BY RON POULSEN
SYDNEY, Australia - "We are not Indonesians, we are not Portuguese, the only way we can be accepted as a people, as a nation, is in an independent East Timor." With these words, Harold Moucho, a representative of the Revolutionary Front for the Independence of East Timor (FRETILIN), underlined the reality of the decades-long struggle of the East Timorese people against foreign oppression. He was addressing a 600-strong rally here November 12. Similar actions were held in other main cities around Australia marking the fourth anniversary of the Dili massacre.
The November 13 Sydney Morning Herald reported that "Indonesian police [were] systematically arresting and beating up young Timorese men in the run-up to the anniversary" in an attempt to forestall protests.
In Dili, the East Timorese capital, a wave of house-to- house beatings by police riot squads resulted in the "arrests of an estimated 150 to 400 young Timorese." In Jakarta, the capital of Indonesia, about 20 students held a candlelight ceremony to commemorate the massacre. Security forces reportedly arrested four people after confiscating a banner and a FRETILIN flag.
Chanting "No blood for oil!" and "Indonesia out of East Timor!" the march wound through the main streets of Sydney. It marked the massacre of over 200 people in Dili when Indonesian troops opened fire on a funeral procession for Sebastiao Rangel at the Santa Cruz cemetery Nov. 11, 1991. Many of the survivors were then "disappeared" and murdered in cold blood. Rangel had been killed by Indonesian soldiers as he sought refuge in a church in Dili.
The November 12 march in Sydney was preceded by a mass in St. Mary's Catholic Cathedral where Bishop Cremin announced that he was adding his name to the list of Catholic organizations offering sanctuary to East Timorese refugees should they be threatened with deportation by the Australian government. It culminated in a rally at the steps of the Sydney Town Hall where traditional Timorese dancers performed.
"The Indonesian regime has admitted to 50 victims of the Dili massacre," said Milena Pires of the Timorese Democratic Union (UDT). "But as the Mothers of Santa Cruz [the organization of relatives of the disappeared] are demanding, where are those bodies?" She pledged that the East Timorese people would not rest until the last Indonesian troops have left East Timor and all the political prisoners, including Xanana Gusmao, the imprisoned leader of FRETILIN, are freed.
Twenty-year occupation
Moucho, of FRETILIN, pointed out that the Indonesian
invasion of East Timor and its military occupation in the
20 years since has resulted in "the extermination of one-
third of the Timorese population." This occupation has been
carried out with the "complicity of Australian
governments."
The current Labor government, he said, is "continuing to train and supply Indonesia's elite troops" engaged in repression in East Timor. "Australia is the only country to give de jure recognition of the Indonesian annexation of East Timor" in order to share with the Indonesian regime in exploiting "the massive oil and gas reserves in the Timor sea," he said.

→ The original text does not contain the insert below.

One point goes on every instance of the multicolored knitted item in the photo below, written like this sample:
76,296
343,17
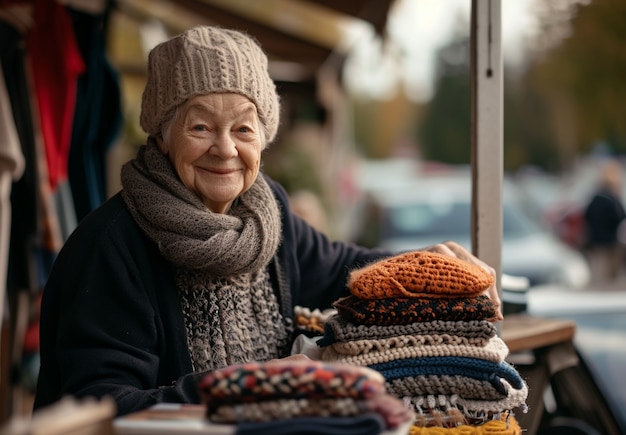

At the same time, as Moucho said, newly arrived refugees from East Timor face "the trauma of possible deportation to either Indonesia or Portugal [the former colonial power in East Timor]" as Canberra tries to deny them asylum.
Jenny Munro, chairperson of the Aboriginal Metropolitan Land Council of Sydney, declared that the 1,300 East Timorese refugees are welcome in Australia. "Aboriginal people understand the oppression and genocide that your people face, because that is what has been perpetrated against us for over 200 years!" she said. "We too have lost our children defending our land."
One of the Timorese refugees, Nelson Lemos, answered Canberra's attempts to deny them asylum on the basis of supposed Portuguese nationality. "We are not Indonesians or Portuguese. We are proud to call ourselves East Timorese!"
Max Lane of Aksi-Indonesian Solidarity Action and Gil Scrine of the Australia-East Timor Association also spoke.
The action was somewhat larger than previous years, with a large number of Timorese immigrants and young people. One young woman, Christine Barton, who marched with a placard reading "Free East Timor and West Papua!" said that this was her first protest. Having found out about Indonesian repression after visiting West Papua as a tourist, she said, "I want to get more involved in helping make others aware." There have been recent revelations of Indonesian brutality to West Papuans around the U.S.-owned Freeport mine in what Jakarta calls Irian Jaya.
Hundreds of people also took part in actions across Australia December 7 to mark the 20th anniversary of the Indonesian invasion of East Timor on that date in 1975.
Ron Poulsen is a member of the Australian Manufacturing Workers Union and works at Streets Ice Cream in Sydney.